Insisto: hay que ver al político condenado como un igual, nacido de nuestra sociedad, alguien que hace de la avaricia su combustible. Es más, su oficio, el de la política, el que él escogió, quizá sólo se debiera a algún tipo de incapacidad: la imposibilidad de dedicarse a otro oficio. Así fue como pudo asentarse y permanecer: con el beneplácito, con el silencio, con la anuencia, con la expectativa y con la riqueza de los ciudadanos que callaron y votaron religiosa, puntualmente.
¿Acaso esos individuos sufrieron una emasculación? Me refiero a la castración moral de tantas gentes, gentes corrientes y principales, que pudieron ver al ahora condenado como un tipo nacido del pueblo y dotado de virtudes que lo hacían carismático, simpático e irrepetible. Cuando definimos la moral en términos de costumbres y hábitos, incluso como las costumbres y hábitos respetables y dignos, no estamos inmunizados contra el deshonor y el mal. Quienes se aferraron al orden moral respetable, a lo inevitable, en la sociedad corrupta sucumbieron fácilmente a la perversión, a la dejación, al fraude: simplemente no tenían nada que preguntarse, pues lo correcto y lo concreto eran seguir desempeñando las obligaciones de cada uno. En efecto, cada uno parecía el engranaje de una inmensa maquinaria.

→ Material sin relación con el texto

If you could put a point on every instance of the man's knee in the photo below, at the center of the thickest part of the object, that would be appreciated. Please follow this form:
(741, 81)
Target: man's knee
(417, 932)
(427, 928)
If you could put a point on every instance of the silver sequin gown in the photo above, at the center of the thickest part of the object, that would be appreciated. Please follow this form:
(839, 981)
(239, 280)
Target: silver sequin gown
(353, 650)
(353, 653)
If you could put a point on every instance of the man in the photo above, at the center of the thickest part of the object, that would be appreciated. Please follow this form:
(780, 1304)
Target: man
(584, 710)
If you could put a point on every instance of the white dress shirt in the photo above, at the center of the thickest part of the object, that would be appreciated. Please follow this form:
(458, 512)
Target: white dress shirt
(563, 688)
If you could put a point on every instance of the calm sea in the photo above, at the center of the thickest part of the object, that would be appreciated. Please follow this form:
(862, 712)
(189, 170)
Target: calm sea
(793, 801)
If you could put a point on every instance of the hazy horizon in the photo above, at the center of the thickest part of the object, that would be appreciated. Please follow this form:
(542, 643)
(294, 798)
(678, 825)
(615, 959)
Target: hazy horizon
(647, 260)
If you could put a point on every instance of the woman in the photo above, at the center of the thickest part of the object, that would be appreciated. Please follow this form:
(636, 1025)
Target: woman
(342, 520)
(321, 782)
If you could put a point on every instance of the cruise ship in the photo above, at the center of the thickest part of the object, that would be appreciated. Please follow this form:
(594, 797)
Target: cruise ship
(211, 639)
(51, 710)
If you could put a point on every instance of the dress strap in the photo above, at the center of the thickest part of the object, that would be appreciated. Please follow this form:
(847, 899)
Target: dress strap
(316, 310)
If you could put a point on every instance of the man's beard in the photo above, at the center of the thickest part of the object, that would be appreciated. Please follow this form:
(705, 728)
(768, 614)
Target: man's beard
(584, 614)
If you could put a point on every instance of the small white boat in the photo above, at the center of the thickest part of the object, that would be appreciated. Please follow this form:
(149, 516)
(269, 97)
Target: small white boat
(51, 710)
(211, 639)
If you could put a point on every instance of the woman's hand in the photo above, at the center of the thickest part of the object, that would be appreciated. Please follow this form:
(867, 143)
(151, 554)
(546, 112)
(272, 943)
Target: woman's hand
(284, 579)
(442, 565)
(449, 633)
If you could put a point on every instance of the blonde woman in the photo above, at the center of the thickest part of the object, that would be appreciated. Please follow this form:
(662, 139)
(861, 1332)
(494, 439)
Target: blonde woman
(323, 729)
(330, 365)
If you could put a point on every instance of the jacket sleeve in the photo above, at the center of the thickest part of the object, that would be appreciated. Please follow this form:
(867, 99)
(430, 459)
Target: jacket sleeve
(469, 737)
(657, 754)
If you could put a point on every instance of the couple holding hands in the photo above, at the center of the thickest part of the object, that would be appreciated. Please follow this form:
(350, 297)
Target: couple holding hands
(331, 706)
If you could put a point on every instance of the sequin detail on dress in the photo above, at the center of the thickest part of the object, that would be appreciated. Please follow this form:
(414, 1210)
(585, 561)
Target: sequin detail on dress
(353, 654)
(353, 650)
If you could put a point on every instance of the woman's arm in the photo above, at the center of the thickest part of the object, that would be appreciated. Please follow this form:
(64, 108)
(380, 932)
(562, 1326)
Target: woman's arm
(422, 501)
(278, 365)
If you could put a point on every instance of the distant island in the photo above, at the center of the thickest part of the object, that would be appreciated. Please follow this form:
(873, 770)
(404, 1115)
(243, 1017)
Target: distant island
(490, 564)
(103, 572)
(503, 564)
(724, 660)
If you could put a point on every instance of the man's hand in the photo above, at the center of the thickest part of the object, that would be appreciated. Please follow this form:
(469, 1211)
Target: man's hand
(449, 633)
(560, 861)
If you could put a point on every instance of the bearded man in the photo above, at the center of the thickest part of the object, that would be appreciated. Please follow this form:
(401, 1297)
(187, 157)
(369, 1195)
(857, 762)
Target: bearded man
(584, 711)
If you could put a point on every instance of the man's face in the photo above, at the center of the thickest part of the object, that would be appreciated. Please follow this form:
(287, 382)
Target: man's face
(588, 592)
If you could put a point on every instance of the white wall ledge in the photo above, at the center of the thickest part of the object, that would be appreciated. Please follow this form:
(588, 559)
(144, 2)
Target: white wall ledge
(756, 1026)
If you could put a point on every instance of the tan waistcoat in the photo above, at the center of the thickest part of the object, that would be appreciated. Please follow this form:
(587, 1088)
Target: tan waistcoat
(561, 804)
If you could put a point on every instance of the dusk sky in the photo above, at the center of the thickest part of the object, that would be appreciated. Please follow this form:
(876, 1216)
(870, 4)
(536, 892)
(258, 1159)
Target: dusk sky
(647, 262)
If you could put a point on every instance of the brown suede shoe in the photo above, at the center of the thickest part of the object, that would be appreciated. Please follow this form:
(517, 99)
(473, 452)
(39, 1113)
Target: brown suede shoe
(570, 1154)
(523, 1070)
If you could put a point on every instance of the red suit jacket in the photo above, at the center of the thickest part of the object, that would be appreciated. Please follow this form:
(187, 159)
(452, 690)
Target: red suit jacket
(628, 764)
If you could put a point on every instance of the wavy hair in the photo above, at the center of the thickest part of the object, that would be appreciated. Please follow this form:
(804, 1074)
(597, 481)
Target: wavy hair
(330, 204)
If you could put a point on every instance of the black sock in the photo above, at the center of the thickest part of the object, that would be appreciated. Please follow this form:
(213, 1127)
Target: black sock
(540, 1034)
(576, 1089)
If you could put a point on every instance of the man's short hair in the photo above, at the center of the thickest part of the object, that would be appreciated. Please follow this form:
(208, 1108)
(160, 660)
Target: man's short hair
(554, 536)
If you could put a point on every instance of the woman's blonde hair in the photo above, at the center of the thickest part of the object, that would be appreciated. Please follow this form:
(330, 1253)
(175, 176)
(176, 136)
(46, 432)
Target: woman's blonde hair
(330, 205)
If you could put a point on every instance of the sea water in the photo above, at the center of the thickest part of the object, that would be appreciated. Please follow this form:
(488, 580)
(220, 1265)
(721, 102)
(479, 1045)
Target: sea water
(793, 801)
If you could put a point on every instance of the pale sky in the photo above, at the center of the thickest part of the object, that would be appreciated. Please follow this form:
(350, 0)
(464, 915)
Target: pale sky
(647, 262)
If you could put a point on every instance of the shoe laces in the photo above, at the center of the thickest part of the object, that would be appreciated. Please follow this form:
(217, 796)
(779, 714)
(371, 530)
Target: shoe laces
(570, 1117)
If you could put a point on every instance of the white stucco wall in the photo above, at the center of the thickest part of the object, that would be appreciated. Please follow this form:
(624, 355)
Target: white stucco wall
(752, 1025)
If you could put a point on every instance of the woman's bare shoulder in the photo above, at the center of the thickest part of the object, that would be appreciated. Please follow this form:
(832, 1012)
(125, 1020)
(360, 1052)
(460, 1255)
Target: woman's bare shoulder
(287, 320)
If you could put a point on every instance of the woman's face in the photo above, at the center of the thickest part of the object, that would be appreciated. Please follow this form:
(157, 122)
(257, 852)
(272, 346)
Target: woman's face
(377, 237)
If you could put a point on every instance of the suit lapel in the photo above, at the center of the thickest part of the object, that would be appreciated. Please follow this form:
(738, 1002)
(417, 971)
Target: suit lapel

Por el contrario, quienes no concibieron la moral como lo dado o lo evidente, quienes se preguntaron sobre lo que hacían, asumían la responsabilidad de sus actos y, por tanto, pudieron percibir en toda su evidencia el efecto de la anestesia moral y la bajeza del político.
Los grandes responsables de la corrupción no son necesariamente individuos diabólicos, unos monstruos que padecen todas las patologías. El fraude puede sostenerse en delincuentes corrientes y en ciudadanos que se apresuran a dejar de serlo: ciudadanos que procuran no interrogarse sobre lo que hacen y sobre las consecuencias de lo que hacen. Después, los pretextos habituales para exculparse serán: yo sólo era el engranaje de un sistema que obligaba; o yo no me enteraba; o eso era cosa de los políticos. Si yo no lo hubiera hecho (por tonto), otros lo habrían hecho por mí. Por tanto, resistirme carecía de sentido. Y no es cierto. Para resistir no hay que demostrar ser un angelito: basta con no prosperar, no medrar, en la sociedad corrupta. Sí, ya sé que es difícil, pero no es heroico.